Tuesday, June 14, 2011

The East Is Red

I’m not even sure I should be uploading this (or the next few articles) while still in the red zone, but hey, I’m close enough to my plane ticket back that hopefully I’ll still make it out alive.

My friend Annie, a professional puppet maker traveling around China on a Fulbright scholarship, decided to have her birthday party at The East is Red, a venue for communist dinner theater.

All of the waiters and waitresses are in communist gear/uniforms. The dining room was large, with about 100 round tables filled with Chinese people. Our own table, set off to the side, was the only with foreigners. While we ate the workers took turns singing and dancing, sometimes with guns or flags thrown into the choreography.

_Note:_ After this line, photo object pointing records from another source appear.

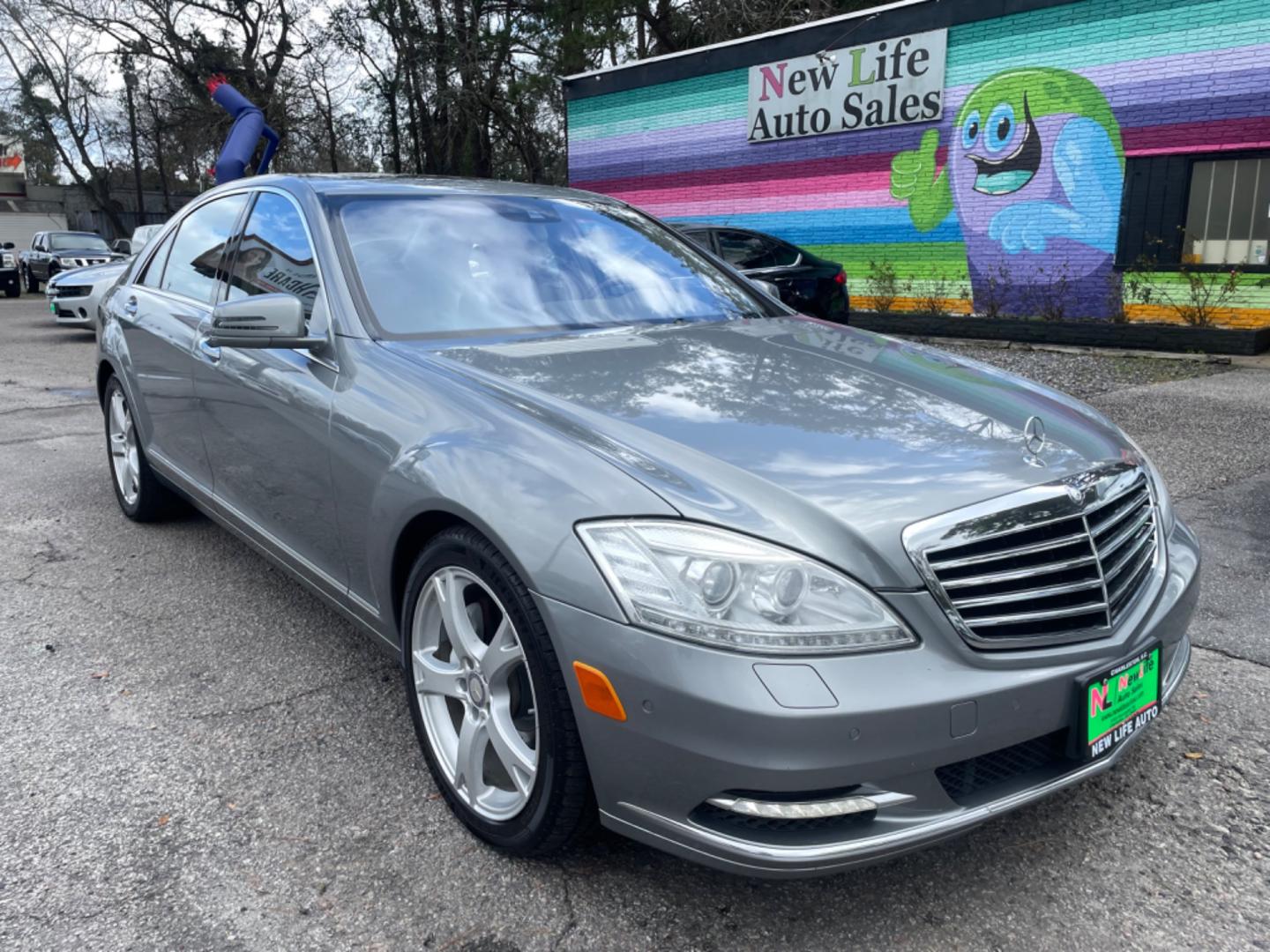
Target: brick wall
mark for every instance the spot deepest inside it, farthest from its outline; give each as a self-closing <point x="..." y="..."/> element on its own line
<point x="1124" y="79"/>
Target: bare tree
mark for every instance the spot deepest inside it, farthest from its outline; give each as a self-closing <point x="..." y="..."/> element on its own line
<point x="61" y="89"/>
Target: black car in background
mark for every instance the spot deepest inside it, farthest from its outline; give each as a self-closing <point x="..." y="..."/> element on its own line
<point x="9" y="270"/>
<point x="807" y="283"/>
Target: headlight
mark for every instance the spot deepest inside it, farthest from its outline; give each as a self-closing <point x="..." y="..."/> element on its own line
<point x="1157" y="487"/>
<point x="729" y="591"/>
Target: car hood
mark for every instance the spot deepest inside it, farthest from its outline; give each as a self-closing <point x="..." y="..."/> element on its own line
<point x="825" y="438"/>
<point x="92" y="274"/>
<point x="81" y="253"/>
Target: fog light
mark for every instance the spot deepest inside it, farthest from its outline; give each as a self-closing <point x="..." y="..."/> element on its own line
<point x="810" y="809"/>
<point x="597" y="692"/>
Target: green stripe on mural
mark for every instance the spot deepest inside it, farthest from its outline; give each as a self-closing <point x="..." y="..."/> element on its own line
<point x="1099" y="33"/>
<point x="915" y="259"/>
<point x="718" y="89"/>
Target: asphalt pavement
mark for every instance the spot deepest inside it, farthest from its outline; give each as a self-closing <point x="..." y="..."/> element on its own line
<point x="197" y="755"/>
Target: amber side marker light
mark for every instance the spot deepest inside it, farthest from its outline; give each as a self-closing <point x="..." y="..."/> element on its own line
<point x="597" y="692"/>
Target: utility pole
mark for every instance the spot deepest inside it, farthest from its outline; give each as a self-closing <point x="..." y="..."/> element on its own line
<point x="130" y="83"/>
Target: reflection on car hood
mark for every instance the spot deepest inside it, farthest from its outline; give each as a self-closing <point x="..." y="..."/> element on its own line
<point x="92" y="274"/>
<point x="822" y="437"/>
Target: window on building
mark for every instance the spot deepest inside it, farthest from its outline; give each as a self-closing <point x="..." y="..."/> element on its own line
<point x="1200" y="211"/>
<point x="1229" y="215"/>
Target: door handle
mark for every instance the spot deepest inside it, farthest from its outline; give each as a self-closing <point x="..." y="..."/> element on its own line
<point x="211" y="352"/>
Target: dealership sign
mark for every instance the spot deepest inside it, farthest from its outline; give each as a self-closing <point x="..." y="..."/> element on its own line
<point x="888" y="83"/>
<point x="11" y="159"/>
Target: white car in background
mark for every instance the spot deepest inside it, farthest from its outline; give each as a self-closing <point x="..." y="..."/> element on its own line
<point x="74" y="294"/>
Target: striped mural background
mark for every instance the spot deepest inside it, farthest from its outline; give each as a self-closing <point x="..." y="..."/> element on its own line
<point x="1181" y="77"/>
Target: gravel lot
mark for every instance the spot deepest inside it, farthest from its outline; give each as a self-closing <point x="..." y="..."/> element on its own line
<point x="197" y="755"/>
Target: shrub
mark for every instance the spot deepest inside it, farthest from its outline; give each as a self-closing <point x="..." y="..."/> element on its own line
<point x="1197" y="294"/>
<point x="882" y="285"/>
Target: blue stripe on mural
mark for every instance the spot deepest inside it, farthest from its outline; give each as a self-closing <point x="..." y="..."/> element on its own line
<point x="836" y="227"/>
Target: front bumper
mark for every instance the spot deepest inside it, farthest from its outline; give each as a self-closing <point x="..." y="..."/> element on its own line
<point x="703" y="723"/>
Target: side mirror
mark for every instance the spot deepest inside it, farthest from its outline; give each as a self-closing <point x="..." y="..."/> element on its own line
<point x="766" y="287"/>
<point x="262" y="322"/>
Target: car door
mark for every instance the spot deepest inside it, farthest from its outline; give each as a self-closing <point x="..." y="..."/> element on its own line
<point x="265" y="413"/>
<point x="161" y="315"/>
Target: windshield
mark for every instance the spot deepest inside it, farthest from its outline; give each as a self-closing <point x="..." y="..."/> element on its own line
<point x="143" y="235"/>
<point x="66" y="242"/>
<point x="470" y="264"/>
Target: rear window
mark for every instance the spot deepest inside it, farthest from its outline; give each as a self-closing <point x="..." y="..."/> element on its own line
<point x="68" y="242"/>
<point x="460" y="264"/>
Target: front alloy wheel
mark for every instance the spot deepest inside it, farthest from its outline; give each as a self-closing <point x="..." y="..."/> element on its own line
<point x="124" y="456"/>
<point x="140" y="493"/>
<point x="489" y="703"/>
<point x="475" y="693"/>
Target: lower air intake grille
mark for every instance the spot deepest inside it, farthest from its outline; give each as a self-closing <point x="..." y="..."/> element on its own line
<point x="981" y="776"/>
<point x="1054" y="570"/>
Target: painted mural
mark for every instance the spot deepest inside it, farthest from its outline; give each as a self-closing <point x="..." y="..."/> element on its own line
<point x="1010" y="198"/>
<point x="1034" y="173"/>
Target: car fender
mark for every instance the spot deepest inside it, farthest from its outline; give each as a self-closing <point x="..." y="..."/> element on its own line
<point x="415" y="441"/>
<point x="112" y="349"/>
<point x="527" y="502"/>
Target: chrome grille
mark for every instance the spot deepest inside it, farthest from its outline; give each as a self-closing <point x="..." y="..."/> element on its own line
<point x="1059" y="568"/>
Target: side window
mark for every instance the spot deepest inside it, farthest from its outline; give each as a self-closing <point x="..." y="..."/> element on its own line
<point x="701" y="239"/>
<point x="195" y="262"/>
<point x="274" y="256"/>
<point x="744" y="250"/>
<point x="153" y="276"/>
<point x="784" y="256"/>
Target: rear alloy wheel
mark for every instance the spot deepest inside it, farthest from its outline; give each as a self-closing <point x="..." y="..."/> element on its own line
<point x="138" y="492"/>
<point x="489" y="703"/>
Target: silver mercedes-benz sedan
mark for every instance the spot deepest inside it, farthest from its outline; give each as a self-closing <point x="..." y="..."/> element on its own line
<point x="765" y="591"/>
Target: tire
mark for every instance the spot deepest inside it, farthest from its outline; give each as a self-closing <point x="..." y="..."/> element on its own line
<point x="140" y="494"/>
<point x="522" y="816"/>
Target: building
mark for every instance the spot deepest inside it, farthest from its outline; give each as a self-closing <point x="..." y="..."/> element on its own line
<point x="26" y="207"/>
<point x="1034" y="158"/>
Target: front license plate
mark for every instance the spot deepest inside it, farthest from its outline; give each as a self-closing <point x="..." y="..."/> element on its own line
<point x="1119" y="703"/>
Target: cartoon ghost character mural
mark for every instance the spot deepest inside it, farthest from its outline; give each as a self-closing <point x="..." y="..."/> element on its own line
<point x="1034" y="170"/>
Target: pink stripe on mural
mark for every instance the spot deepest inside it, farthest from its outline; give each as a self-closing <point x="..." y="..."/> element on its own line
<point x="750" y="175"/>
<point x="805" y="202"/>
<point x="775" y="187"/>
<point x="1198" y="136"/>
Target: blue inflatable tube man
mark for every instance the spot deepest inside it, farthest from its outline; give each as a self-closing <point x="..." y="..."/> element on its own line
<point x="244" y="133"/>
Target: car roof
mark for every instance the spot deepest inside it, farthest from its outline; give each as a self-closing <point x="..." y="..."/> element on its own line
<point x="332" y="184"/>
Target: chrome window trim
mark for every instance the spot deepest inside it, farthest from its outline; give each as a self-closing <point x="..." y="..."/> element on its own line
<point x="324" y="358"/>
<point x="1039" y="505"/>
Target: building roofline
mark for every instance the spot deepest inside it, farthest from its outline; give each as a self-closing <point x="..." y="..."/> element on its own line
<point x="868" y="13"/>
<point x="893" y="19"/>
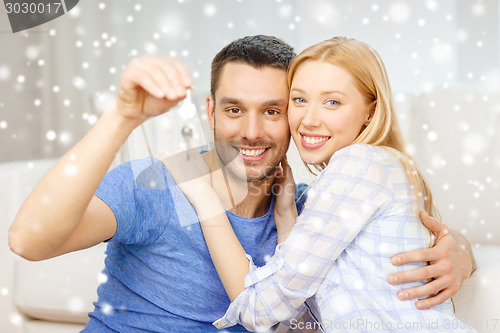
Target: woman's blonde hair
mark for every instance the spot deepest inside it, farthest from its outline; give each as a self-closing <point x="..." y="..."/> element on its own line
<point x="370" y="77"/>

I was hesitant to have any reaction at first. The last thing I wanted was to be the laughing foreigner while an enormous crowd of communists cheered on, glasses raised. The reaction of the crowd, however, did fluctuate between laughter, cheering, and nostalgic nodding.

Everything from the songs to the announcers to the menu was in Mandarin, so, as always, I wasn’t exactly sure what was going on. I know that I saw people raising their fists in the air with a bent elbow, a sign of the communist party which stands for, “My head follows my heart.” (Incidentally, this has been brought into Chinese weddings, where the happy couple makes this “We Can Do It” fist as they say their vows.)

Every one of us was given a red flag, and during certain especially celebratory songs, it was amazing to see all of the flags waving together, our own included. Before we were given flags, one of our friends, as especially enthusiastic boy, stood on his chair and raised the red chair covering to the beat of the music. He was welcomed by a neighboring table of what looked like business men to a shot of bi jiu (the strong, horrible, Chinese liquor), which he regrettably took. Before leaving, he was even given a Communist Kaleidoscope. This is all to say that, as a lonely American in a communist crowd, one needn’t worry of projecting sarcasm.